During this time we have also witnessed a lot of activity in the primary market. Overall, 46 IPO hit the market and many more are in the pipeline. However, in order to understand the correct picture of the primary market, it is important to look at the situation of the primary market in the last two years. In the last two years, Nifty has given a positive return of 7.5%.
During the period, the performance of the BSE IPO index has been completely opposite. During these two years period, the IPO index has fallen 12%.
In the last two years, 101 IPOs tried their luck in the market, and 19 of them are currently trading below their issue price. In other words, investors are facing losses in share of only 19 companies, while 82 IPOs are still yielding positive returns. Now, the noteworthy aspect is to understand the performance of the primary market from the perspective of the IPO index, which has declined by approximately 12%, or to focus on those 82 IPOs, where returns range from around 2.5% to 360%.
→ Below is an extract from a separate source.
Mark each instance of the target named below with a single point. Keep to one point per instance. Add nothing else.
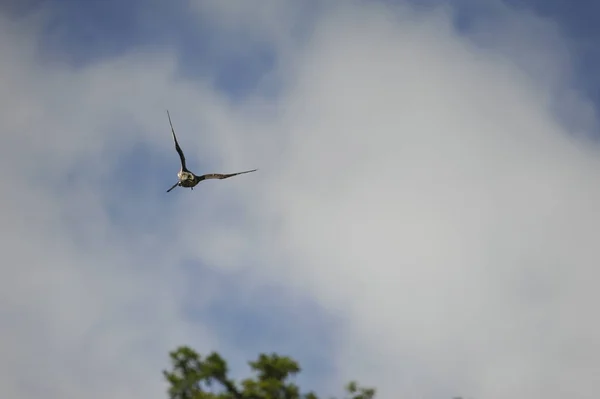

Another thing to understand is that prominent companies are among the IPOs trading below their issue price, This includes companies listed in November 2021 like Paytm and PB Fintech, along with Delhivery and LIC that entered the market in May 2022. These are the companies that had a significantly large issue size, and in some cases, they also had a substantial retail quota or received substantial investments from retail investors. In other words, there was significant subscription from retail investors in these IPOs.
Retail investors often form their investment strategy based on recommendations in brokerage house reports or promises made during press conferences. However, investing in an IPO is not a gamble. When we invest in an IPO, we are committing to a company for at least 2-3 years, providing it with funding. It is crucial to analyze all parameters for the company, but in the case of IPOs, instant analysis is required. In other words, investing in IPOs poses a higher risk compared to the secondary market, where figures, reports, and results are readily available.
Looking at the plight of top names, one thing is clear: having a big brand or a high subscription does not guarantee good returns. If you don’t know how to read about a company, you could still fail even by investing in giants like LIC. On the other hand, if you know how to read, you can make money in companies like Cello World and RR Kabel.
Despite being such a large unorganized market, investors in Cello World’s IPO are making approximately 21% returns in just about a week. Meanwhile, RR Kabel has generated more than 50% returns in less than two months, even though the market for cable manufacturing companies is highly crowded.
Now the question is, if investing in IPOs is a bigger gamble compared to the secondary market, should one invest in a company’s IPO or wait for 1-2 quarters, understanding all the figures and results before making an investment?
But the biggest question is whether one should now invest in the IPOs of companies trading below their issue price, when the results are out. Because if investment could be made in them during the IPO, then trading below the issue price provides a solid opportunity, doesn’t it?
In conclusion, it can be said that relying solely on big brands or high subscription figures, along with just looking at brokerage house reports, is not the right approach for investing in IPOs. If someone does not fully understanding the business, management, results, or promises, there is no harm in waiting for 1-2 quarters after the listing. If there is any hesitation or doubt, seeking advice from an investment advisor is also a prudent step. It’s essential not to throw one’s hard-earned income into the stock market recklessly.